Hoffentlich sind meine fragen hier nicht all zu langweilig für manche experten hier! Ich bin nicht ganz "C-Neuling" jedoch fehlt mir noch einiges damit ich sagen kann, dass ich in c fit bin!

Nun die Frage:

Kann mir jemand von euch ne korrekte und einfach verständliche gut programmierte Ringpuffer schicken? bzw. ne tutorial was ein Ringpuffer ist, was es macht und wie es programmiert wird?

Ich habe so meine Probleme bei einer Aufgabe, der mehr als ein "Normaler" Ringpuffer fördert! Wobei ich noch nicht mal genau weiss was dieser Ringpuffer genau macht und wie ich es am besten programmieren soll
Es ist mir schon klar, das der daten liest und sie dann irgendwie überschreibt und so.. jedoch nicht ganz klar was es nutzen soll!

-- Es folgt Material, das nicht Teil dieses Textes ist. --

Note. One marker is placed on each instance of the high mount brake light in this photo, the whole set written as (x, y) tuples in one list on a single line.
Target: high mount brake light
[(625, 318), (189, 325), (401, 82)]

Ne quelltext mit komentierung wäre sehr net!(in C bitte)


Danke euch im vorraus! ;-)


----------



## Tobiasm (26. Oktober 2003)

Also schreiben wirst Du ihn schon selber müssen - ich glaube auch nicht, dass sich jemand hier hinsetzen wird und Dir einen schreibt.

ganz nebenbei verweise ich mal auf google, einfach nach Ringbuffer suchen. Da findet man nun wirklich Sachen zu Hauf, die kommentiert und gut programmiert sind.

MfG

Tobias


----------



## basd (1. November 2003)

Ein Ringpuffer ist ziemlich simpel:

Du musst dir vorstellen dass du Speicher mit N Elementen hast (0...N-1), so bist du nun beim N-1 Element, ist das folgende Element wieder das Element 0 (d.h. das erste Element wird überschrieben, danach das zweite etc.)


Programmieren musst schon selber !

Was du brauchst ist die Länge des Puffers, ein Index des nächsten Elements, und ne Möglichkeit festzustellen wann du wieder zum ersten element zurück musst


Hoffe das hilft

Mfg 
Basd


----------



## chibisuke (1. November 2003)

Nein sowas muss man nicht selbst programmieren, denn sowas gibt in der STL fast fertig ;-)

man nehme einmal eine doppelt verlinkte liste, die is in der STL zu finden, und fügt an das letzte element der kette einfach das erste an...


----------



## basd (1. November 2003)

das is ja aber nicht der Sinn der Sache , was lernt man davon ? nichts ! 
(auch wenn die Idee natürlich nicht unbedingt die beste aber durchaus clever und simpel ist )


----------



## Tobiasm (1. November 2003)

Bevor ich aber das mache würde ich mir eher einen eigenen Programmieren -dauert höchstens fünf Minuten mehr...


----------